安直にバックログアイテムを追加で取るのは反対
「バックログはいつも優先順位で並び替えられているのだから、手が空いたなら上から着手すればいいじゃない」と考えていた時期もありましたが、今は反対派です。 なぜなら「バックログアイテムをたくさん消化できることがよいこと」な雰囲気がチームで醸成されやすくなるからです。 たくさん開発し、たくさん機能をリリースして、それをチームで喜んでいると「自分たちは成果が出せている・プロダクトに貢献している」と感じさせてしまうでしょう。
また「スプリントレビューを通じた学びを踏まえてバックログの優先順位を見直すはず」です。 そこを考慮せず「バックログアイテムが上から順に着手されていれば大丈夫だ」とプロダクトオーナーが考えているのであれば、アジャイルではなくウォーターフォールなやりきり型の開発になっている気がします。
バックログアイテムを追加で取る選択肢そのものは否定しませんが、都度チームで考えて判断してもらうのが良いかと思います。プロダクトの状態・技術面の課題・開発環境の整備・スプリントゴールやプロダクトゴールの達成状況を鑑みて、バックログアイテムを追加で取ることが最適なのであればそれは良いと考えます。また以下のような作業も候補に入れておくと良いでしょう。
- ドキュメントの整備
- CI/CDの整備や改善
- いらない機能やコードを消す
- 今後取り入れたい技術の検証や勉強
- 次のスプリントでやりそうなことの事前調査
勉強会では「チームがやりたいことを別途用意しておき(バックログの下に積んでおく、バックログとは別にリストを用意するなど)、手が空いたら着手する」という話がありましたが、バックログが優先順位で並んでいない・関係者含めて議論できていないということでもあるので、これも良くないかなと考えています。
スプリントプランニングのやり方がおかしい?
予定していたよりも早く開発が進み、手が空くこと自体は確率的に起き得ます。 ただ頻繁に手が余るチームを見ていると「スプリントプランニングを真剣にやっていないのかな?」と思うところはあります。
スプリントプランニングではチームのベロシティを鑑みて、次のスプリントで対応できる分のバックログアイテムをバックログの上から順に取ります。進め方を議論したり、実装方針を確認したり、タスク分解を行うでしょう。皆さんのチームはこのタイミングで分解されたタスクを見直し「スプリント期間内に収まるか」を確認していますか? 収まらないなら計画を見直すか、取ったストーリーをバックログに戻す必要があります。逆に時間が十分に余りそうなら追加でバックログアイテムを取ることを検討してください。
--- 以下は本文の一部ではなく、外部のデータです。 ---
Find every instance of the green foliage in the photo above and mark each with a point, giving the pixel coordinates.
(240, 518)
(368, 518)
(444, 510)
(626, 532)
ベロシティやストーリーポイントはあくまでスプリントプランニングで取れる分量の目安なので、タスク分解や詳細な進め方がわかった段階で適切な分量だったか見直します。
スプリントプランニングは真剣にやりましょう。
スプリントゴールを達成できる率は50%くらいになるのが適切なのでは
「スプリントでできそうなことを毎回ギリギリまで攻めたなら達成率は50%になるはずだ」とRSGT2020の基調講演でジェームズ・コプリエンさんが話していました。「作業バッファを隠し持ち、毎回達成できるようにするのが良いことなのだ」という考えをチームが持ってないか、それが良いことなのかすり合わせることがこの問題の解決につながるのかもしれません。